39 found dead in trailer were Chinese nationals: Police

ByGUY DAVIES ABCNews logo
Thursday, October 24, 2019

LONDON -- The 39 people found dead in a trailer in the United Kingdom are all believed to be Chinese nationals, police said Thursday.



Emergency services were called to an industrial park in the town of Grays in Essex, southeast England, at around 1:40 a.m. local time Wednesday when the vehicle was discovered to have people inside. Thirty-nine people, 31 men and eight women, one of whom was a teenager, were pronounced dead at the scene.



A 25-year-old man from Northern Ireland has been arrested on suspicion of murder in connection with the deaths, according to Essex police. The suspect has been named by British media, but this has not yet been confirmed yet by Essex Police who said they would not "speculate" about the identity of the suspect.



Police in Northern Ireland are supporting the investigation and have raided three houses in connection with the incident, Essex police said. The trailer has been removed from from the industrial park as the authorities prepare for a coroner's post-mortem examination. Each of the 39 individuals found dead must undergo a full post-mortem in order to establish cause of death before they can be identified, in a process police described as "complex and lengthy."



The U.K. Home Office, the government department responsible for domestic security and immigration, will also be working with Essex police and the National Crime Agency (NCA) on the investigation, the largest the country has seen since the 7/7 bombings. The NCA said they are working to "identify and take action against any organized crime groups who have played a role in causing these deaths."



The trailer entered the U.K. from the Belgian coastal town of Zeebrugge into the port of Purfleet, arriving at around 12:30 a.m. Wednesday, police said. The tractor unit traveled from Dublin, Ireland to Purfleet, where it collected the trailer. The tractor and trailer unit then left the port at around 12:30 a.m. on October 23, before arriving at the industrial park in Grays, where the vehicle was discovered by emergency services shortly after.



The Belgian Federal Public Prosecutor's Office has opened a case into the incident and are working in "close cooperation" with British police.



"The investigation will focus on the organizers of and all other parties involved in this transport," the Prosecutor's Office said in a statement. "It is not yet clear when the victims were placed in the container and whether this happened in Belgium."



The Bulgarian Ministry of Foreign Affairs issued a statement saying the Scania brand truck was registered in Bulgaria on behalf of a company owned by an Irish citizen.



Richard Burnett, the Chief Executive of the Road Haulage Association, the trade body responsible for the needs of U.K. road transport operators, said the "tragedy ... highlights the danger of migrant gangs people-smuggling on lorries."

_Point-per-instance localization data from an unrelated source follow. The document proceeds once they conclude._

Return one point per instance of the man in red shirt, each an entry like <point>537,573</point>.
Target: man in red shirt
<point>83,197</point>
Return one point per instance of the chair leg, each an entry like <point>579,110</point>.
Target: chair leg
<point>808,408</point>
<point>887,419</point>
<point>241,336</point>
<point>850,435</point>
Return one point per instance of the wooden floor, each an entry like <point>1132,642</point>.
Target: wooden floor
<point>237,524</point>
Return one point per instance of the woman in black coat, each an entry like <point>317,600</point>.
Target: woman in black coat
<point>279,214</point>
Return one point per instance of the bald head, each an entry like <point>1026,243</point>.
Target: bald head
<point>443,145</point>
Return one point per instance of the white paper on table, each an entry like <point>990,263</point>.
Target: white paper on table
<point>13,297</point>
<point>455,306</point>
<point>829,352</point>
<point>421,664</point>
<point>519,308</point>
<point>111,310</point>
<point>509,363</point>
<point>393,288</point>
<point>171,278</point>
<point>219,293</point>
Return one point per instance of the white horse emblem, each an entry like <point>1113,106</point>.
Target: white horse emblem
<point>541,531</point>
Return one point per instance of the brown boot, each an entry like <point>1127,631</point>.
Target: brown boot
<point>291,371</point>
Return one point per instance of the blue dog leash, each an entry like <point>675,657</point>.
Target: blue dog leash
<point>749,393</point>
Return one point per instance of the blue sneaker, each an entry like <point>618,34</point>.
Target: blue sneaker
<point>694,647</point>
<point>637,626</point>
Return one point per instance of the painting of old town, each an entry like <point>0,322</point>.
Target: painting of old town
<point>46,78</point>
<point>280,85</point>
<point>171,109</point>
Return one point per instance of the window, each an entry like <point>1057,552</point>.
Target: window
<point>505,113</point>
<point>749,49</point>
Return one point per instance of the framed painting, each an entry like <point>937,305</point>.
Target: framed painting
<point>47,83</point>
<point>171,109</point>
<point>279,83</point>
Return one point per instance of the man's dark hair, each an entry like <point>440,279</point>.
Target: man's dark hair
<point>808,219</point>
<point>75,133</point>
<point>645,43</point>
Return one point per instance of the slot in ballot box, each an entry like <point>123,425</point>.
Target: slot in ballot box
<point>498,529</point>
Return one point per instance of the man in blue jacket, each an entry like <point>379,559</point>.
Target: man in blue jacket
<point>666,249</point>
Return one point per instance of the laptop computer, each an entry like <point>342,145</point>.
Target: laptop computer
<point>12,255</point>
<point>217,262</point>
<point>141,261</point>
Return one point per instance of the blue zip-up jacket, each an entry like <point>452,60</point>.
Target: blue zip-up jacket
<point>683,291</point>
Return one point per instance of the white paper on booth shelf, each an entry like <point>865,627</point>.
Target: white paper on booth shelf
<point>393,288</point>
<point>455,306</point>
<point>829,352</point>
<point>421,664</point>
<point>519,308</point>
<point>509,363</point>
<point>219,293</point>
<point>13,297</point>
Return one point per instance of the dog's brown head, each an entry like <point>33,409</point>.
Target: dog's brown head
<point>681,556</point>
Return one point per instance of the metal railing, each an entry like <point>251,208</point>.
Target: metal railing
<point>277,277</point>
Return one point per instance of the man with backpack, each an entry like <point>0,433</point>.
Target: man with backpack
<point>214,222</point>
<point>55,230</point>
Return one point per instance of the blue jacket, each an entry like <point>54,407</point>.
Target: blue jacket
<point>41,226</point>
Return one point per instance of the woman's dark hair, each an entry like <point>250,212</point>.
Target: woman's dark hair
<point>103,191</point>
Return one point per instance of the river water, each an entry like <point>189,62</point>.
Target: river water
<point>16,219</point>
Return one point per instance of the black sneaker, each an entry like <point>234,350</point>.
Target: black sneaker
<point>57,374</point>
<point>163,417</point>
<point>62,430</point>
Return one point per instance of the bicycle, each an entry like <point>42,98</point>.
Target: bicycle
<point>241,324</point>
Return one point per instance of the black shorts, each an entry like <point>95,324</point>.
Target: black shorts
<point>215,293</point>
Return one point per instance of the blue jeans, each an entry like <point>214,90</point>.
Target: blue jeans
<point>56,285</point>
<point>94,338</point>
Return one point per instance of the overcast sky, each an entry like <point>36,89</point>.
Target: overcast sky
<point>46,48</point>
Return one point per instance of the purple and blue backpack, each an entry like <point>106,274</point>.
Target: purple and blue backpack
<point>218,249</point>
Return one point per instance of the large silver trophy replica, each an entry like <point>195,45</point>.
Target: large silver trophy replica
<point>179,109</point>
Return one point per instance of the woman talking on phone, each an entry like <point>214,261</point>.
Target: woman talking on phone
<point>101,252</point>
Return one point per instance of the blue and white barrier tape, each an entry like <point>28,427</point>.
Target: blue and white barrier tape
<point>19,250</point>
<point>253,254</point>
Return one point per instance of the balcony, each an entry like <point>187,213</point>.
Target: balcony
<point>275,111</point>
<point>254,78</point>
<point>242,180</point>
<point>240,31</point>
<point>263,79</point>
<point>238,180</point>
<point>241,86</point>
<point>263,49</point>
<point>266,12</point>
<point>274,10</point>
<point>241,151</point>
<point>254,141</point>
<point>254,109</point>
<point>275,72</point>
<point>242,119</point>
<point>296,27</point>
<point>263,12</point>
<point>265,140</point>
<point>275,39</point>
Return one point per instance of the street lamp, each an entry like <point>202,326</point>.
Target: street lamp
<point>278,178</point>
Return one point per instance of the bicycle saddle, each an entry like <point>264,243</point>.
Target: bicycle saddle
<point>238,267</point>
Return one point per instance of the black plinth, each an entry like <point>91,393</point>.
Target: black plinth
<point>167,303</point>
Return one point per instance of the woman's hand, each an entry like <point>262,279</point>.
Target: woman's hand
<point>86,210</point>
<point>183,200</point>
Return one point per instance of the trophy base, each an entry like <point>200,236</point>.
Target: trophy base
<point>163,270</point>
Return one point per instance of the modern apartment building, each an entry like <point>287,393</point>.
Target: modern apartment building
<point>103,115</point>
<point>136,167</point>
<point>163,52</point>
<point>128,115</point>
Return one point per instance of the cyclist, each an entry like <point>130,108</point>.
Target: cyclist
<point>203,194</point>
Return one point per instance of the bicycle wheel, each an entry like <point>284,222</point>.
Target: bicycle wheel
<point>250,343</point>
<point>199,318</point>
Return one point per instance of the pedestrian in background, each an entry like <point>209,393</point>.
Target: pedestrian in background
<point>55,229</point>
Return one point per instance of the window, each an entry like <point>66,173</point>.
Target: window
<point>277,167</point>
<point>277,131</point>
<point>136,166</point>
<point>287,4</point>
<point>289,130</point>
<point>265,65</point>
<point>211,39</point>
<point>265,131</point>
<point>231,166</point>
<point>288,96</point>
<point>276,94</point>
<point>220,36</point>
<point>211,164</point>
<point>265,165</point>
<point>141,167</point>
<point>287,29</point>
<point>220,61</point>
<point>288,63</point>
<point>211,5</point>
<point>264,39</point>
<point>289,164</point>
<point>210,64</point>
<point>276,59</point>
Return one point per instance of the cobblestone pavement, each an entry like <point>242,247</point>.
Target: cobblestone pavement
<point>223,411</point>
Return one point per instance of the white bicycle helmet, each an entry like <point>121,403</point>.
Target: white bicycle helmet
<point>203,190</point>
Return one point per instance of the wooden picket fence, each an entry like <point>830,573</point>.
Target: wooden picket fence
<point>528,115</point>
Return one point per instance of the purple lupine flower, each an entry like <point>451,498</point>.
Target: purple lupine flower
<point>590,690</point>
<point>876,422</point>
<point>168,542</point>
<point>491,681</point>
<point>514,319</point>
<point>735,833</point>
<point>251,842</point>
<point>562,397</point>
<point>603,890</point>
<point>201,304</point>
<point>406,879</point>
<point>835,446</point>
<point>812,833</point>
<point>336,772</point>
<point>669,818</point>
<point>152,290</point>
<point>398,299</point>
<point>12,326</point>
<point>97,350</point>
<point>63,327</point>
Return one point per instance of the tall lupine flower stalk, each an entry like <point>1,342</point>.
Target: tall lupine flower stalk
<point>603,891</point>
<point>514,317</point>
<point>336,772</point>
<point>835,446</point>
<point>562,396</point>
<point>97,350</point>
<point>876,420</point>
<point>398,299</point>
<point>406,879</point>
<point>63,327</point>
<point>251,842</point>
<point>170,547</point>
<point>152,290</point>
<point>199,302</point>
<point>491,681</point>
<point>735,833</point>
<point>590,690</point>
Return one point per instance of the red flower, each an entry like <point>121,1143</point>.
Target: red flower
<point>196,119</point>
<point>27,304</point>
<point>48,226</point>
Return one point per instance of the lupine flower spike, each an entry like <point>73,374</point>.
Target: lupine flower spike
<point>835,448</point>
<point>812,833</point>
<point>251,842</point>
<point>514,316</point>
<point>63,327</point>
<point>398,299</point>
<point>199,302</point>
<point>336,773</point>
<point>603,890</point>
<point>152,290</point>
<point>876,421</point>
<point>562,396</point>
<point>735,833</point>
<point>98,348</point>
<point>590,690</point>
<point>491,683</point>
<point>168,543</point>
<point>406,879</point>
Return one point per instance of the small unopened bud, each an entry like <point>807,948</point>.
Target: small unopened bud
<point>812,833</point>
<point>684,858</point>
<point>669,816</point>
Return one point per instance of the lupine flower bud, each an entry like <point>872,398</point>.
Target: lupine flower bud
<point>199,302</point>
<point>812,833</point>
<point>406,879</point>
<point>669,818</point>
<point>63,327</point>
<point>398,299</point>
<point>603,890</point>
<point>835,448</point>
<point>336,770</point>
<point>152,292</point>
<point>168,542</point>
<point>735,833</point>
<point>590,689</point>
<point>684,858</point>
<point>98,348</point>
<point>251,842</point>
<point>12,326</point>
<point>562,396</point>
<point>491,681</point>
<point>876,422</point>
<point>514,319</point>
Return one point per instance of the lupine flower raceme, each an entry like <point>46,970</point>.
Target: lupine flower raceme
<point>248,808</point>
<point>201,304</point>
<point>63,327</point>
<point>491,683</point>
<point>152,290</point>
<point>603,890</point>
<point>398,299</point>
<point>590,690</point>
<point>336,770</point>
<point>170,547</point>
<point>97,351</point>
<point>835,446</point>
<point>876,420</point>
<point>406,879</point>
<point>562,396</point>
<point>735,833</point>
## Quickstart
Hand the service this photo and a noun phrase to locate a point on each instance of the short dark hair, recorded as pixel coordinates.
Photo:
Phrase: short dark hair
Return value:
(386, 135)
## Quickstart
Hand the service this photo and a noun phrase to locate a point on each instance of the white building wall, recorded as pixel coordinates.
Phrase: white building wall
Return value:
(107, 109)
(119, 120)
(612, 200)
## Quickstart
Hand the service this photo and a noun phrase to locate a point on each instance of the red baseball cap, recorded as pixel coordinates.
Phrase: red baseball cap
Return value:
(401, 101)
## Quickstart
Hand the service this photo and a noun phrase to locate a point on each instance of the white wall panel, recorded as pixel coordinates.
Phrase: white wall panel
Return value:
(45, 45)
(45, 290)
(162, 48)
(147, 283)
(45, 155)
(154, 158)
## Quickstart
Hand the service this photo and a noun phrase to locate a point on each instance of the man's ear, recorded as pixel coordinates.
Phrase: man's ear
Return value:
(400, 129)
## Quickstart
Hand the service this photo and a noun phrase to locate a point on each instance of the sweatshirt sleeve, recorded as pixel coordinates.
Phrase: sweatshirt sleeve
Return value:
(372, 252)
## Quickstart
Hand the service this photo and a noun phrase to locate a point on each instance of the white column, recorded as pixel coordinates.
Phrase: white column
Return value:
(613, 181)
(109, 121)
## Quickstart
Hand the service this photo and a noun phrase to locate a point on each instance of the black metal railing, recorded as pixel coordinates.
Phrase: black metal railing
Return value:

Burnett told the BBC that the trailer may have been refrigerated, meaning temperatures could have reached as low as -13 F. Traffickers were increasingly using smaller ports as points of entry to the U.K., he said, as the security operations at larger ports such as the French port of Calais is more "robust."



Steve Valdez-Symonds, the Refugee and Migrants Director of Amnesty International U.K., described the deaths as "heartbreaking and horrifying."



"People who are forced to take dangerous and sometimes fatal passages to reach the U.K. often do so because current immigration policies and practices deny them safe and legal options," he said in a statement. "As the police investigation continues our thoughts remain with the families and friends of those affected by this awful tragedy."



It is the largest incident of this kind in the U.K. since 58 bodies were found in a truck at the English port of Dover in the year 2000.